Thornaby boss says decision to axe female section ‘more to do with gender’

Beth Mead, Bethany England and Tanni Grey-Thompson have hit out at the decision.

Thornaby is a football club based in Stockton in County Durham
Thornaby is a football club based in Stockton in County Durham (Jane Barlow/PA)

Thornaby Women manager Abbey Lyle believes gender is a factor in the club’s decision to withdraw their ‘entire female section’.

Thornaby FC, based in Stockton in County Durham, announced on Sunday that following an emergency meeting the decision was taken to axe all of the club’s female teams, which range from youth squads through to senior level.

A further statement was published by club chairman Garry Morris on social media, asking the board to “reconsider” their decision.

Lyle completed her first season in charge of the women’s senior side, where they finished third in the North East Regional Women’s Football League – tier six of the football pyramid.

“We’ve had the most successful season, it was mine and Claire’s (Streeter) first season in charge. We’ve pulled players from all over the north east really to come and play for us,” Lyle told PA news agency.

“We really sold them Thornaby, they’re a community club and people travel far to come and play for this club.

“We’ve had a great season, we got to a cup final at the Riverside. Granted we got beaten, but we were playing a team that’s competing against the likes of Middlesbrough, York, Leeds, we’re at the Riverside, we sold 800 tickets.

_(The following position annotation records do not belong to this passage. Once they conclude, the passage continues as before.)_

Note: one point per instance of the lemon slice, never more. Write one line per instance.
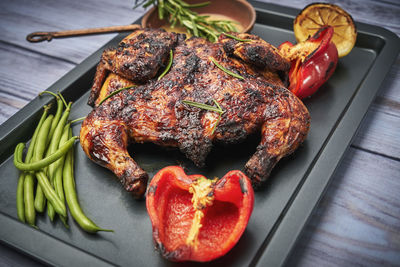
(318, 15)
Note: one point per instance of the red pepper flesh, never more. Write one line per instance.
(312, 62)
(197, 219)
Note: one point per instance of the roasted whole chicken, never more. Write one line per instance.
(155, 110)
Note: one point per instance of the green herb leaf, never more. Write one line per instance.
(217, 109)
(226, 70)
(178, 12)
(116, 92)
(171, 58)
(237, 38)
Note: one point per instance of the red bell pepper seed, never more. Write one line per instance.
(197, 219)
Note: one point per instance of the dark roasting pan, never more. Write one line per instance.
(282, 206)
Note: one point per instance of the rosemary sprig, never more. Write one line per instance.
(226, 70)
(237, 38)
(217, 109)
(115, 92)
(171, 58)
(178, 12)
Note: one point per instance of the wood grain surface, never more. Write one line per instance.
(357, 222)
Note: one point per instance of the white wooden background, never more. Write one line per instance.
(358, 220)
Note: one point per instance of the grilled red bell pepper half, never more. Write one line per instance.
(195, 218)
(312, 62)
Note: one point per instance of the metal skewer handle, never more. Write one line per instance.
(48, 36)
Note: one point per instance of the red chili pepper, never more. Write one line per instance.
(197, 219)
(312, 62)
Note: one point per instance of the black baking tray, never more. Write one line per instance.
(282, 205)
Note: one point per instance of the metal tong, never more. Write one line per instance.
(48, 36)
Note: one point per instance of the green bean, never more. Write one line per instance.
(51, 194)
(57, 177)
(72, 200)
(40, 147)
(53, 147)
(40, 201)
(30, 214)
(54, 143)
(20, 198)
(40, 164)
(27, 206)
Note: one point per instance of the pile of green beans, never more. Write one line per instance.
(49, 163)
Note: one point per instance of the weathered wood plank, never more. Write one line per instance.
(20, 18)
(381, 13)
(358, 220)
(20, 79)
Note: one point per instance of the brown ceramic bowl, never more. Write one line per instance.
(238, 10)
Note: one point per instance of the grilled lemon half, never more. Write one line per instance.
(318, 15)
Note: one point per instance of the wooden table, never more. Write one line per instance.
(358, 220)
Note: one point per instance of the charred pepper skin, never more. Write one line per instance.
(197, 219)
(311, 69)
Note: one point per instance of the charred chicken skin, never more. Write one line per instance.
(154, 111)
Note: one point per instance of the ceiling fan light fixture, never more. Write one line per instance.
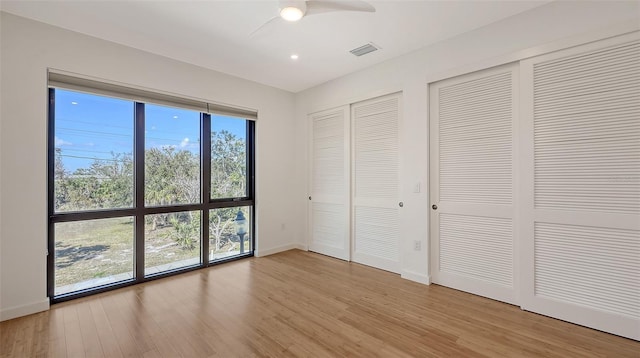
(291, 13)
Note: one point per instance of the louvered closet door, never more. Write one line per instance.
(472, 121)
(376, 169)
(581, 142)
(329, 198)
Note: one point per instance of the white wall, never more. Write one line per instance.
(28, 48)
(554, 25)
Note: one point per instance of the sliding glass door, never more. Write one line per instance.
(139, 190)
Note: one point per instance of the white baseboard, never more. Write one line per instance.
(416, 277)
(275, 250)
(24, 310)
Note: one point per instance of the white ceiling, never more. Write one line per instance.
(215, 34)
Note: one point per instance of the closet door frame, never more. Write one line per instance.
(344, 197)
(369, 260)
(529, 301)
(503, 294)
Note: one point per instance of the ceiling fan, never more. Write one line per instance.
(294, 10)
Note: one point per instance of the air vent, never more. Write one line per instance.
(363, 50)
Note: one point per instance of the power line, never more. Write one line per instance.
(94, 158)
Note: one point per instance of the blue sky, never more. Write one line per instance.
(89, 127)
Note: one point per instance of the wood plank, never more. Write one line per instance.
(297, 304)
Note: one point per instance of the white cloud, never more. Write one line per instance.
(59, 142)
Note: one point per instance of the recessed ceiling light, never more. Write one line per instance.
(291, 13)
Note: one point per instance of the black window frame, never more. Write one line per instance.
(139, 210)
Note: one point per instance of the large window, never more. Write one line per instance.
(139, 190)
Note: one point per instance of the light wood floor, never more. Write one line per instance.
(297, 304)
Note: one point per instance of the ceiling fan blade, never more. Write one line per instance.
(320, 6)
(271, 20)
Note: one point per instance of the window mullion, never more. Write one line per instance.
(205, 180)
(139, 189)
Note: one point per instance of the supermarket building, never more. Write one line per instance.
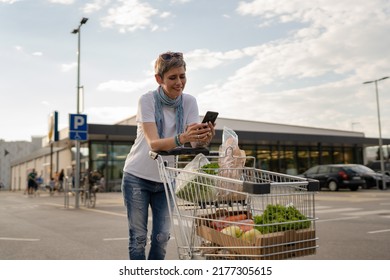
(277, 147)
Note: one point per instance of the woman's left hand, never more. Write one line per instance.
(201, 134)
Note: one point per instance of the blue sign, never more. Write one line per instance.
(78, 127)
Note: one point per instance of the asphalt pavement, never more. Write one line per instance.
(351, 225)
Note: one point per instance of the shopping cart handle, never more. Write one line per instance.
(180, 151)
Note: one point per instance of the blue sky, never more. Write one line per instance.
(291, 62)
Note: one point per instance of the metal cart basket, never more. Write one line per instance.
(260, 215)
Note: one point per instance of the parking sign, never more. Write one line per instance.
(78, 127)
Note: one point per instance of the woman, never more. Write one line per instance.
(166, 118)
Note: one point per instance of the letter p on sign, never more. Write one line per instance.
(78, 127)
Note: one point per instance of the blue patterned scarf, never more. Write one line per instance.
(160, 100)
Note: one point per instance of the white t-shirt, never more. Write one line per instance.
(138, 161)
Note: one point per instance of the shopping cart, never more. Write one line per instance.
(260, 215)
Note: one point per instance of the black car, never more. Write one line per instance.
(376, 166)
(373, 179)
(336, 176)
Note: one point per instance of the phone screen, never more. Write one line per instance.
(210, 117)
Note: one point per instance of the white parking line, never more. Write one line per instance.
(19, 239)
(115, 239)
(379, 231)
(342, 210)
(335, 219)
(374, 212)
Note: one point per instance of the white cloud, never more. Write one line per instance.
(132, 15)
(313, 77)
(109, 115)
(9, 1)
(127, 86)
(95, 6)
(64, 2)
(206, 59)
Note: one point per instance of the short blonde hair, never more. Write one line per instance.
(168, 60)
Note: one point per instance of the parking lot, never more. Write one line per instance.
(351, 226)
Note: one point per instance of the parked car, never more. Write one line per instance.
(373, 179)
(376, 166)
(336, 176)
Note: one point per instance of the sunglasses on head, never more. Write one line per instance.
(169, 56)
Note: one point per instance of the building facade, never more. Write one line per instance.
(276, 147)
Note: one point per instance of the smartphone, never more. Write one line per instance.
(210, 117)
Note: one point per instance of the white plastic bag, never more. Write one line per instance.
(193, 187)
(231, 160)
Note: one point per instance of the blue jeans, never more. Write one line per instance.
(138, 194)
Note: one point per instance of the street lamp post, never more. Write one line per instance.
(380, 130)
(77, 175)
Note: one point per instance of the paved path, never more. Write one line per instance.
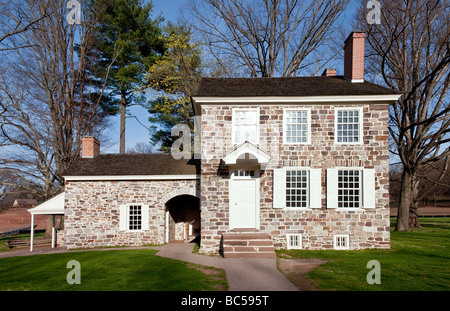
(243, 274)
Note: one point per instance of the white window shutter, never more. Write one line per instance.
(315, 188)
(332, 188)
(123, 218)
(145, 217)
(279, 188)
(369, 188)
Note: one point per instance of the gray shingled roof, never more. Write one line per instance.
(295, 86)
(132, 164)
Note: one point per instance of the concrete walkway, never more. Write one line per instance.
(243, 274)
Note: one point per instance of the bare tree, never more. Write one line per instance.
(409, 51)
(47, 102)
(266, 38)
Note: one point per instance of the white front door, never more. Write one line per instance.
(244, 196)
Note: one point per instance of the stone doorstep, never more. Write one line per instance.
(248, 245)
(249, 255)
(246, 236)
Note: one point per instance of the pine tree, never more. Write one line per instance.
(177, 74)
(127, 42)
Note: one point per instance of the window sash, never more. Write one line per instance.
(245, 126)
(297, 188)
(134, 217)
(349, 188)
(348, 126)
(296, 126)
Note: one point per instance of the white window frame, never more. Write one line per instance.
(233, 125)
(125, 217)
(314, 196)
(360, 188)
(308, 126)
(367, 188)
(336, 243)
(360, 125)
(308, 187)
(299, 239)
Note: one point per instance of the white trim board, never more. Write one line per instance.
(132, 177)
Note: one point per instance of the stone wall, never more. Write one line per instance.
(367, 228)
(92, 211)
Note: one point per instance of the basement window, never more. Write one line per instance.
(341, 242)
(294, 241)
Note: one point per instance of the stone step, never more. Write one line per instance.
(248, 245)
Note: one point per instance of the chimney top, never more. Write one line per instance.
(328, 72)
(90, 147)
(354, 57)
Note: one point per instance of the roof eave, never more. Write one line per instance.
(384, 98)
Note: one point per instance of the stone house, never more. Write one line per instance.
(285, 163)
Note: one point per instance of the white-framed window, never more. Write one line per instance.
(134, 217)
(297, 188)
(245, 125)
(350, 187)
(294, 241)
(348, 128)
(341, 241)
(296, 126)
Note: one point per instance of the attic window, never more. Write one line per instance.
(294, 241)
(245, 126)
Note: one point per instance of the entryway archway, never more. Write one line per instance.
(182, 218)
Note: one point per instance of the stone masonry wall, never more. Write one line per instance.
(92, 211)
(367, 228)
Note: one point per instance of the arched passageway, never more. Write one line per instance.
(182, 218)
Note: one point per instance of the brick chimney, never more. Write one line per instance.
(90, 147)
(329, 72)
(354, 57)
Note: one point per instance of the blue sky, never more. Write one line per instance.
(136, 132)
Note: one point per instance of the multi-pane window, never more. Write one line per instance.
(349, 188)
(243, 173)
(348, 126)
(296, 126)
(245, 126)
(294, 241)
(297, 188)
(134, 217)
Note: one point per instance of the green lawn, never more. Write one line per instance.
(417, 261)
(113, 270)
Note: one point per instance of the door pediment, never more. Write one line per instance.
(247, 152)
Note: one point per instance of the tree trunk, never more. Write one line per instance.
(123, 110)
(414, 207)
(405, 202)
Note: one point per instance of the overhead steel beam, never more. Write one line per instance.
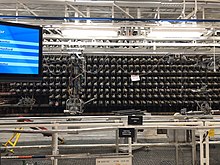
(76, 10)
(123, 11)
(29, 10)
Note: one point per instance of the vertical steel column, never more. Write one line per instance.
(117, 140)
(130, 146)
(193, 147)
(55, 150)
(176, 146)
(201, 133)
(207, 150)
(0, 155)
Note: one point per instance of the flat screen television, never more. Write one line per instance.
(20, 52)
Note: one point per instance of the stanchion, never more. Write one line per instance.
(0, 155)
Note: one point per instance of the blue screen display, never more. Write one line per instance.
(19, 50)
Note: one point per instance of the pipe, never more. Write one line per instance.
(106, 19)
(102, 145)
(87, 155)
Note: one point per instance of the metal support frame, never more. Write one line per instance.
(202, 128)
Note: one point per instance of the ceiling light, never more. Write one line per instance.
(90, 32)
(176, 32)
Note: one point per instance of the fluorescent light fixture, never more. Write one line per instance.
(176, 32)
(90, 32)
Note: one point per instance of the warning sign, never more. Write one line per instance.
(114, 161)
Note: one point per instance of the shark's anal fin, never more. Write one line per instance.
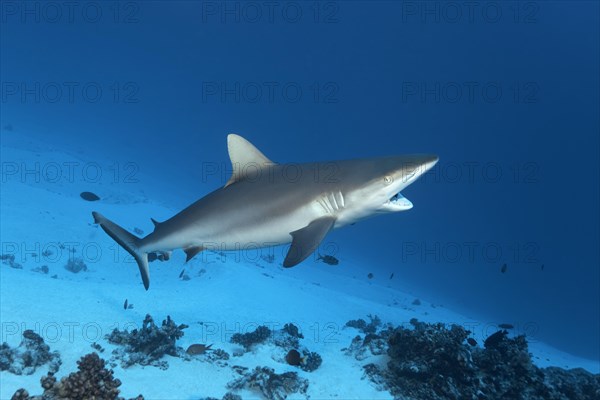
(245, 158)
(306, 240)
(190, 252)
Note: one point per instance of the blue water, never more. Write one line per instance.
(506, 93)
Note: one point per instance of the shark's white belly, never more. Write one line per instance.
(237, 232)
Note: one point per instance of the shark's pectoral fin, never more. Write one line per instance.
(155, 222)
(191, 252)
(306, 240)
(129, 242)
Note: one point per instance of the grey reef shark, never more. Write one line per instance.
(267, 204)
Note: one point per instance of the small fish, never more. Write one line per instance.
(505, 326)
(196, 349)
(327, 259)
(293, 357)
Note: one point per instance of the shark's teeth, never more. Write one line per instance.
(400, 201)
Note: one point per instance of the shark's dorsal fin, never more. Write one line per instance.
(245, 158)
(306, 240)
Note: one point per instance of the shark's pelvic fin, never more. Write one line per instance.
(245, 158)
(306, 240)
(128, 241)
(191, 252)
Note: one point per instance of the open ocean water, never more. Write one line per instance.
(124, 108)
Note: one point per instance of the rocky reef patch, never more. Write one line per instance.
(438, 362)
(92, 381)
(31, 353)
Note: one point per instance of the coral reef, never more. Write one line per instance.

“We narrowly missed promotion and that’s in our first season. It’s nothing to do with our positioning, it’s more to do with – I hate to say it – but it’s more to do with gender because there’s no other reason for it. I can’t see any other reason other than that, unfortunately.”

Lyle found out about the news on Saturday night and Thornaby Women’s social-media pages announced the axing the following day, adding that “over 100 girls” would be left without a club.

“I think they’re absolutely floored,” Lyle said.

“It ranges between the ages, the children, the really young ones, they’ll recover from it because they’re young enough not to be affected by all the social media and their parents will take them to another club and hopefully that club will support them.

“But as you gradually get up the ages, the under-15s are a really good team, they’ve won everything in sight this season, same as the under-18s. They’re young and they see social media.

“The women, it’s different, we’re all friends at the women. A lot of them do it for mental health, we’ve got firewomen, paramedics, policewomen, they do it to get away from life.

“They come and see their friends, have a laugh, play sport. It’s affected everyone differently and we’ve had to approach it differently to every age group I suppose.”

The withdrawal has attracted criticism from all corners of the sporting world, with 11-time Paralympic gold medallist Baroness Tanni Grey-Thompson labelling the decision on X as “so sad”.

Lionesses duo and Euro 2022 winners Beth Mead and Bethany England were also critical. Mead spent six years as a youth player at Middlesbrough’s Centre of Excellence and believes Thornaby’s young players “deserve better”.

“Disgusted to see this decision, the women’s game is on the up but we still have committees making these horrible decisions,” the Arsenal forward posted on X.

“It’s not good enough, these young girls deserve better. I’d love to send the team a signed England shirt to keep them inspired.

“If I can help with anything do reach out, us women need to stick together, Thornaby FC Women. #football4all.”

Tottenham forward England said on X: “Saddened and disgusted to be reading this. The fight for women to keep their place at the table is a never ending battle.

“This should not be happening, these women and girls deserve better! My thoughts go out to everyone involved at the club, players, staff and volunteers.”

Thornaby have also received an outpouring of support from other grassroots clubs on social media and Lyle admits the response has been “amazing”.

“Seeing the likes of Beth Mead, Bethany England, Tanni-Grey Thompson, all of these people I’m lost for words,” she said.

“We grew up playing against the likes of Beth Mead and some of our girls played with her. For her to help, reach out and share her support just shows we’re a community and we stick together.

“It’s about the community as a whole and the messages are insane, it’s amazing. I don’t want six people to put a dampener on how far women’s football has come because it’s come a massive way.

“We can’t thank England Women enough for what they’ve done and all the teams in the north east, your likes of Sunderland, Newcastle, Durham and Middlesbrough making their step up, it’s class.

“I love every minute of it and I can’t thank them enough.”

The Football Association said it was “very disappointed” by the decision that had been taken and a spokesperson for the national governing body said: “In recent years, we have seen unprecedented growth across the women’s and girls’ game in this country, and we are fully committed to ensuring all women and girls can access and play the game – whether that be in schools or in their local community.

“We are currently supporting North Riding County FA who are in contact with the club to see if a suitable resolution can be agreed.”